Senior politicians from across the political divide have joined together in an effort to legalise assisted suicide in Scotland.
Figures including acting Scottish Tory leader Jackson Carlaw, former Scottish Labour leader Kezia Dugdale and Scottish Green co-convener Patrick Harvie have written in The Sunday Times Scotland saying the legislation change is needed to help provide dignity in death for people who face “the most terrible suffering”.
The nine MSPs, including SNP and Liberal Democrat members, highlight the case of Geoff Whaley, an 80-year-old with motor neurone disease who recently ended his life at a Dignitas facility in Switzerland.
In a letter to the newspaper, they claim that 80% of people in Scotland support a change in the law.

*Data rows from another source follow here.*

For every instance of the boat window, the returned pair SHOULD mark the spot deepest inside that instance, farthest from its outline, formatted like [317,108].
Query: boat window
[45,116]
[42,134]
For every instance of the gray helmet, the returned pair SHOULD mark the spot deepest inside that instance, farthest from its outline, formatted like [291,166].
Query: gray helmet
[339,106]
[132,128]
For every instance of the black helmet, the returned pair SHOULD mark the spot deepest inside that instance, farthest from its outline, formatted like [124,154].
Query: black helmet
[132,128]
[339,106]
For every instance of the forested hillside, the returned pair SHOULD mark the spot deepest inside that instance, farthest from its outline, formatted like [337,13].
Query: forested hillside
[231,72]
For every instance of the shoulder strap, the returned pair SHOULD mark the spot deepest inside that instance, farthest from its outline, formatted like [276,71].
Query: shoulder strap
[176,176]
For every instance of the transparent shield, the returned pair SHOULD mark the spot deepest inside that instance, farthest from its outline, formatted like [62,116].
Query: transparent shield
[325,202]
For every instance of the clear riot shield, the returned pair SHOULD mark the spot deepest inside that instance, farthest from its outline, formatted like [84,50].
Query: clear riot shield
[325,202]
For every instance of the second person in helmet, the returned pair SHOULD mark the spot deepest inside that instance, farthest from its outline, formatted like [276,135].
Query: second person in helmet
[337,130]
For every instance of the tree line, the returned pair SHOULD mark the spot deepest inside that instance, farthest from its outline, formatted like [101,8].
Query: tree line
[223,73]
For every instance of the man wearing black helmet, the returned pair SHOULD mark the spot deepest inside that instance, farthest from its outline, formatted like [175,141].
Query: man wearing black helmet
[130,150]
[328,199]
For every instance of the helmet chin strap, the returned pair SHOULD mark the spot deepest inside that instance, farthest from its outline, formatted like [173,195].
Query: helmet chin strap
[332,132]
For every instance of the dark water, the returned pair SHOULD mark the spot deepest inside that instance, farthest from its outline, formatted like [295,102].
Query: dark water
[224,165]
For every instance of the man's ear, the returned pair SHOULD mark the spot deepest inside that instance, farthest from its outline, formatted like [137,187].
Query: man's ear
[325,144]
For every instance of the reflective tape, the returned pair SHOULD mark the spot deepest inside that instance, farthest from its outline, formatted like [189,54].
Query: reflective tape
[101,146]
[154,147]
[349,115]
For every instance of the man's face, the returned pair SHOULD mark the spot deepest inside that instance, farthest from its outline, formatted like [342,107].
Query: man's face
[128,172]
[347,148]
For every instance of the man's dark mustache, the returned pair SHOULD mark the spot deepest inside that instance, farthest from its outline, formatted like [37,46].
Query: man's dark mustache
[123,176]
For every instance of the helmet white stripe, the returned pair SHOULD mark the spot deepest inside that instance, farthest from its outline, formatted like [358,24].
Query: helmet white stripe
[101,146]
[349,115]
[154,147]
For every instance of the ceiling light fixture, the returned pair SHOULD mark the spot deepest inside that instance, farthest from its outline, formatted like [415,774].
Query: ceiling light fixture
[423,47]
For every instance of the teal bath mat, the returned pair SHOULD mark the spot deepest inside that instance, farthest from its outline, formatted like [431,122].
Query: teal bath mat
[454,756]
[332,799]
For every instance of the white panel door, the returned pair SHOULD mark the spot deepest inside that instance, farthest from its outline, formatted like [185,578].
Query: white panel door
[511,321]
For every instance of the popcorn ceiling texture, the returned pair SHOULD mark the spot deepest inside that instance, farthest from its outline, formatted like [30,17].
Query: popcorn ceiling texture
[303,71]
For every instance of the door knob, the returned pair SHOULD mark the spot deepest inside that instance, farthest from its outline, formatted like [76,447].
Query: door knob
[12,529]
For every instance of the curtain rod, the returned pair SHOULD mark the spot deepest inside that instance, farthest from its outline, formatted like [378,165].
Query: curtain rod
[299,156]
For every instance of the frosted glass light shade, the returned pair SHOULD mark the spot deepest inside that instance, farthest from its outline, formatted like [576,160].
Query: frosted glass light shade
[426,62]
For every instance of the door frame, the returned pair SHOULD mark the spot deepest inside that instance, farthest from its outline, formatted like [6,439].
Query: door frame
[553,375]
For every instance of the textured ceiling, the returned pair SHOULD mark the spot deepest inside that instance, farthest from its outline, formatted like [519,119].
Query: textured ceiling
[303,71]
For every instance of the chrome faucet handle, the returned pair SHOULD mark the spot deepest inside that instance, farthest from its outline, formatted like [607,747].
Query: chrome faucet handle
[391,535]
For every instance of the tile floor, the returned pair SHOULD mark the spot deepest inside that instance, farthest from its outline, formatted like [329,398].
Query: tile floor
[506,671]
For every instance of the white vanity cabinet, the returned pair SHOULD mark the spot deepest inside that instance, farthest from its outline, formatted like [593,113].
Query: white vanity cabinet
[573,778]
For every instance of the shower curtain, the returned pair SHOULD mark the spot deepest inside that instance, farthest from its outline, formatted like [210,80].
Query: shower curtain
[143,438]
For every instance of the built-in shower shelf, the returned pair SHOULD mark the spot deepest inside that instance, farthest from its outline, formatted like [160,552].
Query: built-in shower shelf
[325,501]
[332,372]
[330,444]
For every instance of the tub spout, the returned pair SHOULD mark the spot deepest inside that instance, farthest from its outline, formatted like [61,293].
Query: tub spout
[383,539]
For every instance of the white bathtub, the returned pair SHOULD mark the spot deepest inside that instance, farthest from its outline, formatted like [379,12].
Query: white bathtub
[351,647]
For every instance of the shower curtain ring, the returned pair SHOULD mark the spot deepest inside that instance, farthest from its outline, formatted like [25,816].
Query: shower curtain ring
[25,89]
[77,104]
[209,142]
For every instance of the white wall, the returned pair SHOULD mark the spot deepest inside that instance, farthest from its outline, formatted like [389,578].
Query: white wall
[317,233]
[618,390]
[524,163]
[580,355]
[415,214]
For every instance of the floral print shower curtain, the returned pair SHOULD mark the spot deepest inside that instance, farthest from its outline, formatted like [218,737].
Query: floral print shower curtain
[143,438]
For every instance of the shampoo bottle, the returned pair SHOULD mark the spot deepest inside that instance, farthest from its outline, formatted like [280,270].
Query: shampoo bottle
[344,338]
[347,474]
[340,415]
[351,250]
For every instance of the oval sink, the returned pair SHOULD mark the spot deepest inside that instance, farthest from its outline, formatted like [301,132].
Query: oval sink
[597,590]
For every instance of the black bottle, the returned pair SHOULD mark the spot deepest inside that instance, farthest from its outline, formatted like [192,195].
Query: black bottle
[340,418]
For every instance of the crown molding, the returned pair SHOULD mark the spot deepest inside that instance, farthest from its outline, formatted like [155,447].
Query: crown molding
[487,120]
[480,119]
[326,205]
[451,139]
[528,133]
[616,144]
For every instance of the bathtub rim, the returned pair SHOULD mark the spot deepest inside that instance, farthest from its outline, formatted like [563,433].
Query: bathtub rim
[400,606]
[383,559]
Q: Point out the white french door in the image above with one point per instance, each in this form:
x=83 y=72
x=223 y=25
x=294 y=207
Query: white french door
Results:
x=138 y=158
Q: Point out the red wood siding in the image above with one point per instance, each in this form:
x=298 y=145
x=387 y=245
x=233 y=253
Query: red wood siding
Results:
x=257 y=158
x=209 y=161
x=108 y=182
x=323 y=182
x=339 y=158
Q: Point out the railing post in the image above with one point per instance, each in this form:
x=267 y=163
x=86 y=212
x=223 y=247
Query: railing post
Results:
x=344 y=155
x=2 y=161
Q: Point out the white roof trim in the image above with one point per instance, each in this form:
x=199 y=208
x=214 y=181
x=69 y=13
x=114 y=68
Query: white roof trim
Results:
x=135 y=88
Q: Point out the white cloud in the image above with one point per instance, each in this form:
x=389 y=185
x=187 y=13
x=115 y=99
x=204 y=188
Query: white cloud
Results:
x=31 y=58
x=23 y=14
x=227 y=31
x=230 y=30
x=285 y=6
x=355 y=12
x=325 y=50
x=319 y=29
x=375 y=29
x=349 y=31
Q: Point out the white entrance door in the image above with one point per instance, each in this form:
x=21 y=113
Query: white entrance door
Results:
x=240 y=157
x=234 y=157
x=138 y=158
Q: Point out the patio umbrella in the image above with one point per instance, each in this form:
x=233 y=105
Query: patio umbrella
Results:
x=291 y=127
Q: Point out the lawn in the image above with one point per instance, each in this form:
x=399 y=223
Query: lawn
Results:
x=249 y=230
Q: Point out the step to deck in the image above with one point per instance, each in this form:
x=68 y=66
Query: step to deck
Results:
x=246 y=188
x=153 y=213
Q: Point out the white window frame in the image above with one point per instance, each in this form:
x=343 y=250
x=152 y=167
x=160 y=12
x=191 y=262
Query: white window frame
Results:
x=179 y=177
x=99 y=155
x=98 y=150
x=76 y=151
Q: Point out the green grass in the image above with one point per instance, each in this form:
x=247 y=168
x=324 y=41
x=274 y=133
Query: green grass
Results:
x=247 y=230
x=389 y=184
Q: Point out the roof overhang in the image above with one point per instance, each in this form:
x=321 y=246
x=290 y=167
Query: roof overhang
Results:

They write: “For some of our colleagues, we understand that there are issues around how we develop safe, robust law. For others, there are concerns that this diminishes the role of palliative care.
“It is our view that with a more considered debate, and careful thought, we can craft a law that addresses those concerns and draws on the experience of other countries and regions around the world.
“The uncomfortable truth is that we are failing the people we met in parliament this week. We cannot go on pretending the status quo is acceptable – it is not.”
Previous attempts to change the law on assisted dying in Scotland have failed.
The politicians at Holyrood now hope to have a formal consultation on assisted suicide towards the end of this parliament.
If introduced, Scotland could become the first part of the UK to bring in such legislation.
The other MSPs to sign the letter were the SNP’s George Adam and Gail Ross; Labour’s Mary Fee; the Lib Dems’ Alex Cole-Hamilton and Liam McArthur; and Conservative Michelle Ballantyne.